Stonewest will then be able to start restoring the brickwork inside and out, and replacing, sanding and oiling the woodwork.
Paul Sellwood of Owlsworth millwrights was also back to attend a site meeting with representatives from Stonewest, Lambeth Council, and architect Dannatt, Johnson. As noted on a previous post, the jib or crane for removing the provender millstones is currently wedged in place due to the weight of the main millstones pressing down on the floor above (according to Paul, they weigh around 1.5 tonnes). So next week they are going to try inserting adjustable props on the ground floor and the first floor to support this weight and ‘lift’ the millstones on the second floor.

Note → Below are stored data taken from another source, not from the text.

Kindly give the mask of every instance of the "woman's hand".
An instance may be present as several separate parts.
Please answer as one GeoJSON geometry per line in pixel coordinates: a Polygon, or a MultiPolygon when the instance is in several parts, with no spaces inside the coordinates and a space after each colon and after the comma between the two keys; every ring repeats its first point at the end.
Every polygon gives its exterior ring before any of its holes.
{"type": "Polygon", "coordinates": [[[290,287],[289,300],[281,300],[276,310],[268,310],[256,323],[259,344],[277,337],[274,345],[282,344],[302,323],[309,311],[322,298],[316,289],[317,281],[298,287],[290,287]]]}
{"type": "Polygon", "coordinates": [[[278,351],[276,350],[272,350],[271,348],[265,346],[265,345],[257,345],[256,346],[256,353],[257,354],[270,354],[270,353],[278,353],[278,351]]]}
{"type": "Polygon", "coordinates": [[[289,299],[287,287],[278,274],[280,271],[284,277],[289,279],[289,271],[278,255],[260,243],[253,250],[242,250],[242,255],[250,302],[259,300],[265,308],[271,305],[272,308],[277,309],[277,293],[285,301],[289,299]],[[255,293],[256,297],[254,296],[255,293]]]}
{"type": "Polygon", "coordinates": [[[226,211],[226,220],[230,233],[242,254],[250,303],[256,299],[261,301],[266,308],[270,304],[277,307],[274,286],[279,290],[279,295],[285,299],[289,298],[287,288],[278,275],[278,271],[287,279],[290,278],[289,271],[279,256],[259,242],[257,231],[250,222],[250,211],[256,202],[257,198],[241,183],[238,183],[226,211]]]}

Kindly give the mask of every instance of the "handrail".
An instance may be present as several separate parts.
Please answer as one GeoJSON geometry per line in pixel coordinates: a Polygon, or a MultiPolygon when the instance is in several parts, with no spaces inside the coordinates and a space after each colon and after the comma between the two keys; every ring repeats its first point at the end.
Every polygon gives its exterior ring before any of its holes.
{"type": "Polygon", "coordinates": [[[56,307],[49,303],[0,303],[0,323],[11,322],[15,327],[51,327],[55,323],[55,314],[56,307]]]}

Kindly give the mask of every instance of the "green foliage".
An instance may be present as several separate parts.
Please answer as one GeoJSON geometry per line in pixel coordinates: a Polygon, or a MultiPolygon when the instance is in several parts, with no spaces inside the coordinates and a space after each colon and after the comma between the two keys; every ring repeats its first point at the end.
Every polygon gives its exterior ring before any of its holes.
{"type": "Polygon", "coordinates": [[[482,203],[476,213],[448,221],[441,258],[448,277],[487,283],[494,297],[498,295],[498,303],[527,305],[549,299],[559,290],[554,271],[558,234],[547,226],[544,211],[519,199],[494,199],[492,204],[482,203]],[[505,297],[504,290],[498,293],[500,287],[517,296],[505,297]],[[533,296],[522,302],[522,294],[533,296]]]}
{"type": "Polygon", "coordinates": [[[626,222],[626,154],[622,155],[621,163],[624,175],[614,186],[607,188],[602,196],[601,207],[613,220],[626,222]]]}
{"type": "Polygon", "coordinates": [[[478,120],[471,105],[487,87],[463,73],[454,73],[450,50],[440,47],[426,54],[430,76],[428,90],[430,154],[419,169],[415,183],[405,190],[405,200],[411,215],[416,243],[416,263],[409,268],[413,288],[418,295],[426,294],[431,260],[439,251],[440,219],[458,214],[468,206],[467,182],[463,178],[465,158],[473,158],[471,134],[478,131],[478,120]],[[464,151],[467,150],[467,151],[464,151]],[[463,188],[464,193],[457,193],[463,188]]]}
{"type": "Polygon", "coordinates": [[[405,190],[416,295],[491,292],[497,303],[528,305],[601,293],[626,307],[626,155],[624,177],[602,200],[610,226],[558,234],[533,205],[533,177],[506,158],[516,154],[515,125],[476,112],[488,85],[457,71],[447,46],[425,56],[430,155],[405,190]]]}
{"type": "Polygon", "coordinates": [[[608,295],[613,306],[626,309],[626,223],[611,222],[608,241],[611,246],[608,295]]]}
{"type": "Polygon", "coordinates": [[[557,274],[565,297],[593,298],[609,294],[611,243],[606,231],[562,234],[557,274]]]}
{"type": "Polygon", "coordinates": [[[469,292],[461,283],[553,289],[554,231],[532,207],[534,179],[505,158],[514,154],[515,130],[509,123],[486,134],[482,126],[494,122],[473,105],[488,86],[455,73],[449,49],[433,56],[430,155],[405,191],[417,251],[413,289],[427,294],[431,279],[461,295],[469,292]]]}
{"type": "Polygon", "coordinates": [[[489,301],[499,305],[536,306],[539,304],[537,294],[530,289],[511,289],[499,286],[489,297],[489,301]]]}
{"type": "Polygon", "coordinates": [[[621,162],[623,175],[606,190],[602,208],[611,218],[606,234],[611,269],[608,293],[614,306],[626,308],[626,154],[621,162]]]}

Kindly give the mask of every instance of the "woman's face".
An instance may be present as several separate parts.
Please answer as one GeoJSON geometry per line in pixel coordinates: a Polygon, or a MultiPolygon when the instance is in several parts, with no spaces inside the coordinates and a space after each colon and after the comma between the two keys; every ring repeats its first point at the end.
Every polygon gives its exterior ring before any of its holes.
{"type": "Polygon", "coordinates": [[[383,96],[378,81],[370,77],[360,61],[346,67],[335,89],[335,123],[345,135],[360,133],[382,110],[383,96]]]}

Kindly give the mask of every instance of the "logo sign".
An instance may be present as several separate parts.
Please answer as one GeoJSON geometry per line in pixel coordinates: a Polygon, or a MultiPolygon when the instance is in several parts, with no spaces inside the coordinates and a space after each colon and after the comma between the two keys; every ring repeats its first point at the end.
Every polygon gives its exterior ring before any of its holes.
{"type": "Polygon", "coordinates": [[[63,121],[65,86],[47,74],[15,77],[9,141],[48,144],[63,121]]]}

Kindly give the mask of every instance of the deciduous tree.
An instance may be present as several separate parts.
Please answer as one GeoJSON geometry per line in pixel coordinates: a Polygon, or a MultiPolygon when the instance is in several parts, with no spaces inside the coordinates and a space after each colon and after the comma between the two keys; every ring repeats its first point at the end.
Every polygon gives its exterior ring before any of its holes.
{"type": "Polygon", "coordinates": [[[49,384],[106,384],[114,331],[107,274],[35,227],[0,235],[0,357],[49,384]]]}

Overall, the stocks are in reasonable condition, but Paul is recommending the addition of stock clamps to strengthen the central part of the sails, as they will be under greater force once they are turning again. There have been a couple of instances of sails breaking on other windmills, at Thaxted in Essex and Chesterton in Warwickshire, and Paul thinks that adding clamps would minimise the risk of a similar incident here. Although there is no evidence that stock clamps have previously been used here, the Society for Protection of Ancient Buildings Mill Section agrees that they may be a good idea.
Because the stocks are not as deep as they should be, Paul is also suggesting adding extra timber to produce a halving joint (see diagram, right) where they cross. Again, this would provide extra strength. The sails themselves are in reasonable condition, though several sail bars and backstays will need to be replaced.